Em 1945, quando da primeira edição de A Revolução dos Bichos, George Orwell (pseudônimo de Eric Arthur Blair, 1903-1950, nascido na Índia e educado na Inglaterra) escreveu um prefácio sobre a liberdade de imprensa. Liberdade de imprensa. Não saiu publicado.
O original datilografado só foi encontrado anos mais tarde. Nele, o autor de 1984, aponta que “o inimigo é a mentalidade de gramofone, concordemos ou não com o disco que está tocando agora”. Apesar da aposentadoria do gramofone, Orwell continua atualíssimo. Cada vez mais.
No campo de batalha
Jornalista, crítico e romancista, Orwell integrou o exército britânico na Birmânia e lutou como voluntário na Guerra Civil Espanhola, em defesa da República, é claro. Era marxista-leninista.
Em A Revolução dos Bichos, recorrendo a alegorias, compôs uma sátira bem-humorada ao comunismo stalinista. Ocorre que, Segunda Guerra Mundial, a União Soviética era aliada fundamental para a Inglaterra e os EUA contra o nazismo, daí não haver o menor interesse em provocar ou mesmo cutucar Moscou. Muito menos quando transformava porcos em líderes da revolução (dos bichos).
Ao abordar as imperfeições humanas e, por tabela, criticar o regime stalinista, as editoras colocaram as barbas de molho. Não era conveniente naquele momento. Afinal, como se proclamaria mais tarde, os países não têm amigos, têm interesses.
O livro só foi publicado no fim da guerra.
Prefácio banido
A edição brasileira de A Revolução dos Bichos, Companhia das Letras, 2011, traz o prefácio banido da primeira edição inglesa. Breves trechos:
– Em todas as questões controversas, o ponto de vista russo é aceito sem discussão e em seguida divulgado sem o menor respeito pela verdade histórica ou a decência intelectual.

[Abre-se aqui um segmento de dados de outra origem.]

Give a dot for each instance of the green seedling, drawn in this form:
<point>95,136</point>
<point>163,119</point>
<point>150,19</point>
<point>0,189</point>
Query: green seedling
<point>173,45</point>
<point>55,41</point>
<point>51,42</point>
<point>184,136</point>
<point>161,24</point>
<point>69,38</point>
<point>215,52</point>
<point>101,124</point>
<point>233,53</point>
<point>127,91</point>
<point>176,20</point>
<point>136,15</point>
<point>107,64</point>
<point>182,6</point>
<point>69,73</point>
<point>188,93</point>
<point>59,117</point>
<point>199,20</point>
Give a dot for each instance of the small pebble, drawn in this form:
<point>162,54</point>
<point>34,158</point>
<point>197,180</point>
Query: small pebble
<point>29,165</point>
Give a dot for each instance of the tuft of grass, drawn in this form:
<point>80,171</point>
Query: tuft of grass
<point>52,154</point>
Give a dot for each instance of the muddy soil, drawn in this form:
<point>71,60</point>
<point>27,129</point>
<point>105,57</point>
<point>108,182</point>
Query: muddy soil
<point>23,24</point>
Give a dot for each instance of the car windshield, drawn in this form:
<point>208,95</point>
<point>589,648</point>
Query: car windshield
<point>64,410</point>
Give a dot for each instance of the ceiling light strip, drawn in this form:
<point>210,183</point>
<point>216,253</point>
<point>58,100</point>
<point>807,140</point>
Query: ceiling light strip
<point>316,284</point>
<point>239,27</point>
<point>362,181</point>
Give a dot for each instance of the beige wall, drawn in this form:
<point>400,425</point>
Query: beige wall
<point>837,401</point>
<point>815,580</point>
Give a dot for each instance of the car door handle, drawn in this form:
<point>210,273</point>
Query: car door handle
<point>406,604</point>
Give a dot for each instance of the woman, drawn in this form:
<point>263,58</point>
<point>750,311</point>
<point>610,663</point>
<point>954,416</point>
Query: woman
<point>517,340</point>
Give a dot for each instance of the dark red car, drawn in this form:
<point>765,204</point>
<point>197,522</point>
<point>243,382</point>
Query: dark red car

– Se eu precisasse escolher um texto para justificar-me, escolheria um verso de Milton: “Pelas regras conhecidas da antiga liberdade”. Antiga liberdade. Aí, remete o leitor ao pé de página, onde cita o segundo verso do soneto XII de John Milton (1608-74).
– Aceitaram o princípio de que um livro deva ser publicado ou suprimido, louvado ou condenado, não com base em seus méritos, mas de acordo com a sua conveniência política (referindo-se à intelligentsia britânica).
– A liberdade, se é que significa alguma coisa, significa o nosso direito de dizer às pessoas o que não querem ouvir.
– Neste nosso país, são os liberais que temem a liberdade e os intelectuais que querem jogar lama no intelecto: foi para chamar a atenção para esse fato que escrevi este prefácio.
Vale a pena ler – ou reler – o livro, fazendo o mesmo com 1984, já que o gramofone foi para o museu, mas o disco, com mil – ou miríades – de transmutações, continua o mesmo.